Jeff Clark of Celtics Blog has posted a great Q&A with Paul Flannery. There is an implication in the first question that being a Celtics fan and being a league-wide NBA fan are mutually exclusive, which makes little sense to me, though I understand the point. Having lived on the west coast for ten years, it’s much easier to appreciate the entire NBA (especially the Western Conference) than it was when I lived in Boston. Anyway, I thoroughly enjoyed the Q&A. The topic of individual Celtics as musical artists comes up. I wrote about this a while back. For me, Rondo is half-Prince, half-Andrew Bird. Pierce is Eddie Vedder. Garnett is all of Radiohead. The NBA and music: endless parallels.
Back to Paul Flannery…. he writes good! Read him on Sundays at SB Nation.
Flannery understands that engaging writing is about narrative rather than quantification or proving expertise. His response to Clark’s question on Rondo and the media was especially on point. Clark was baiting/inviting him to talk about why people dismiss Rondo as simply a “jerk,” rather than think complexly about the interaction between athletes and the media. We need more Journalism professors who double as NBA writers. Empathy and complexity are what give a narrative depth. Empathy and complexity are not part of sports talk radio. While advanced metrics often focus on complexity, they often ignore real-world context, or “the human element.” Your numbers will not defeat my beating heart, is the ideological/aesthetic debate that threatens to engulf modern fandom.

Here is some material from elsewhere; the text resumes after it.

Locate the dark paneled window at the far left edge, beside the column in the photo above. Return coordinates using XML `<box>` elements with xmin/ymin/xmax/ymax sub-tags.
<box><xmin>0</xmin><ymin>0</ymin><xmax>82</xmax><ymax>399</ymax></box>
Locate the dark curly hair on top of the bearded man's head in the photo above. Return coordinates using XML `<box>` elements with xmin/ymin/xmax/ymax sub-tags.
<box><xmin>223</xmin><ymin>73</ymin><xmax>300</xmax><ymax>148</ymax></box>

Here is Flannery’s response:
Such a loaded question! My thing is that I try not to take it personally when guys blow me off or don’t give me good quotes. If that’s who they are, then that’s part of their story. Rondo doesn’t play the media game because he thinks it’s fake. KG doesn’t because he’s an intensely private person. That’s part of their personalities. Put it this way: I’d rather get the Rondo deathstare to a question than some canned cliche response.
Beat writers put up with stuff because they have to. They don’t have the luxury of saying, “Screw this guy. I’m not talking to him.” Because the moment they do, they might miss something important. Whether fans care or not is up to them, but being a jerk tends to be pretty low on their list of concerns as long as they’re winning. In terms of team dynamics, the more talent a player has and the more they produce, the more they are allowed to do whatever they want. That’s true in all sports and life, really. Honestly, I think talent should be indulged and given a wide berth.
Look at Bill Russell. Red let Russell be Russell and that was the key to those teams because when they put the ball in play, Russell did everything he could to try and win the game. That’s really all you can ask of an athlete. The fact that Russell is a transcendent personality and one of the most important athletes who ever lived makes his story all the more compelling. KG and Rondo aren’t Russell. Who is? But I’d rather cover them than a bunch of “good guys” who say the right things all the time and don’t make waves.
They’re both neurotic as hell and weird, but that makes them interesting to write about. There’s reasons for everything they do. I just try to figure out what those reasons are and make sense of them as basketball players because we really don’t know what they’re like when they’re home with their families.